An owl’s brain powers Chipzilla's new computer

by on18 April 2024

Who needs quantum cats when neuromorphic computing takes flight

Intel has heralded a significant leap in neuromorphic with the unveiling of Hala Point, billed as the world's most substantial computer.

Quantum computing is sucking up all the headlines, but its promise remains on the distant horizon due to scaling issues. Meanwhile, neuromorphic computing emerges as the immediate game-changer, drawing design cues from the human brain to revolutionise chip architecture.

Intel's Loihi 2 processor powers Intel’s Hala Point. It mimics the cognitive capacity of an owl's brain, performing up to 20 quadrillion operations per second with staggering energy efficiency.

Hala Point eclipses traditional CPU and GPU systems in real-time AI tasks, offering a fiftyfold speed increase and a hundredfold energy reduction. Intel invites enterprises to explore this technology's potential through the Intel Neuromorphic Research Community, a consortium of over 200 members, including industry giants and academic institutions.

Intel's commitment to traditional manufacturing techniques and digital circuits has enabled the practical application of neuromorphic principles, such as the unification of memory and processing. The Loihi 2 system can learn in real-time, adapting its neural communications dynamically, a stark contrast to conventional AI systems' static training.

This adaptive capability renders neuromorphic computing ideal for edge computing scenarios, including streaming media analysis and wireless signal processing, and holds promise for data centres and high-performance computing applications.

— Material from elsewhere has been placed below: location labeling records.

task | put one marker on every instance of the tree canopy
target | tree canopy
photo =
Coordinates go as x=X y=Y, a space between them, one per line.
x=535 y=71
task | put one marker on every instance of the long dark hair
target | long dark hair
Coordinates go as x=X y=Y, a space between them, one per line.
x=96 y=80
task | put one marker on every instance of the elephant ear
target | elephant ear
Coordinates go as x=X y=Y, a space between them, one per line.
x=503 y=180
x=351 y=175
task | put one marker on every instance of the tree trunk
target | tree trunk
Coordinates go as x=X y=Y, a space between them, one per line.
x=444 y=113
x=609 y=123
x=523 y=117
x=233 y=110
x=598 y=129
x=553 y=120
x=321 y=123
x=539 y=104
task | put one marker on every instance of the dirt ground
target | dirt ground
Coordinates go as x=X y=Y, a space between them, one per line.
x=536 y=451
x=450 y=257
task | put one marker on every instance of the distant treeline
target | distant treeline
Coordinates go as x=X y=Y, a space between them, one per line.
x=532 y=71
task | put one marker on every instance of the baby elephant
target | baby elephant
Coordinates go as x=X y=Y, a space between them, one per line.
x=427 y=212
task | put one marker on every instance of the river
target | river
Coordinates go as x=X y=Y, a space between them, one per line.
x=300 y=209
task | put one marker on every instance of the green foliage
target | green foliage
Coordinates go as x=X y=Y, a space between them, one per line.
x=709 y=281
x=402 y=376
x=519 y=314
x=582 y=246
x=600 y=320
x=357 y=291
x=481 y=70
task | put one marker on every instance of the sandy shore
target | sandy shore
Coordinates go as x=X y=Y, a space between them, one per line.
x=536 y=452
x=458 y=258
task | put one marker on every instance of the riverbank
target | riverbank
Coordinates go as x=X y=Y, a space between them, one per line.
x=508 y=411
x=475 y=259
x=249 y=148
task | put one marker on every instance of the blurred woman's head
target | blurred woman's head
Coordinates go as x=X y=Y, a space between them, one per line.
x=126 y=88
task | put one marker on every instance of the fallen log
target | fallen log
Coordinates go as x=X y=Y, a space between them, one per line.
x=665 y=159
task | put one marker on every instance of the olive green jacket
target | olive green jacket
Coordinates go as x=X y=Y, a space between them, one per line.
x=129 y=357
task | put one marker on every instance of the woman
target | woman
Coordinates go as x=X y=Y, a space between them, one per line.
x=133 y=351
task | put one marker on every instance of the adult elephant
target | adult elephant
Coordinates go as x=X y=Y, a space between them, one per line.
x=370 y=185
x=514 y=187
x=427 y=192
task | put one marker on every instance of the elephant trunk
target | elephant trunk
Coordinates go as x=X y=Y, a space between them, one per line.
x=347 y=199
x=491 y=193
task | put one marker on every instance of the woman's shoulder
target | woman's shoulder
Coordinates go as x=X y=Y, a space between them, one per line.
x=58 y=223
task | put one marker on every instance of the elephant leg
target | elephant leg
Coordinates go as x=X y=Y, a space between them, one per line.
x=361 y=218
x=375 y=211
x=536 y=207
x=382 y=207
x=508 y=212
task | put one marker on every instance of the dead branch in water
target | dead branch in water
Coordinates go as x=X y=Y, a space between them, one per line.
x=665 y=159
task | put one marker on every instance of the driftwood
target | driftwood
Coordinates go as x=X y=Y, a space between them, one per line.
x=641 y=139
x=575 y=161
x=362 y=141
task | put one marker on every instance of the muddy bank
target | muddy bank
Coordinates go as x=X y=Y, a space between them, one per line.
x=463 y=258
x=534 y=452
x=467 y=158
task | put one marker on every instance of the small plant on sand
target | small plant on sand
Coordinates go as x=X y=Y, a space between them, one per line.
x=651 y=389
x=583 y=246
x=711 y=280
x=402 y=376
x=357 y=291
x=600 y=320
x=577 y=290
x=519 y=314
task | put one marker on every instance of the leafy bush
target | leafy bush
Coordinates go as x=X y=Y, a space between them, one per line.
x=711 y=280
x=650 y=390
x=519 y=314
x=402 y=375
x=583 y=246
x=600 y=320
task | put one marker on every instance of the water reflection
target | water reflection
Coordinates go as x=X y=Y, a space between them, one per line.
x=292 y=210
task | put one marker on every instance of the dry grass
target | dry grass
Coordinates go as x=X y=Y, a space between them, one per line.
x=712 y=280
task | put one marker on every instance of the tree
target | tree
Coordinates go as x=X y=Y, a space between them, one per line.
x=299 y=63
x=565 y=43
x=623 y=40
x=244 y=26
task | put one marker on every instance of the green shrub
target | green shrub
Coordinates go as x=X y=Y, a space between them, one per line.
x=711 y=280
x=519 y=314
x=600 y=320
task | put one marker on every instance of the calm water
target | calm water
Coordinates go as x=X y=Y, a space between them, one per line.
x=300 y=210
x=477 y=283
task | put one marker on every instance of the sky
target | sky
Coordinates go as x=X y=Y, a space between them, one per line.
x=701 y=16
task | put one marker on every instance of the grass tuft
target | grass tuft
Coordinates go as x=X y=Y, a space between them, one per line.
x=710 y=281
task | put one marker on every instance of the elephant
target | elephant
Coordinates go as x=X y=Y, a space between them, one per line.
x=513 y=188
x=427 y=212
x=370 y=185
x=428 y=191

Despite the strides made by Intel and others like IBM, BrainChip, and Prophesee, neuromorphic computing faces significant adoption barriers. The shift to event-based spike processing demands a radical overhaul of programming languages and a departure from established AI models designed for traditional computing infrastructures.

The technology's nascent state, coupled with a limited developer ecosystem and a shortage of tools, underscores the challenges ahead. Yet, the potential for neuromorphic computing to redefine the landscape of AI and optimisation remains undiminished.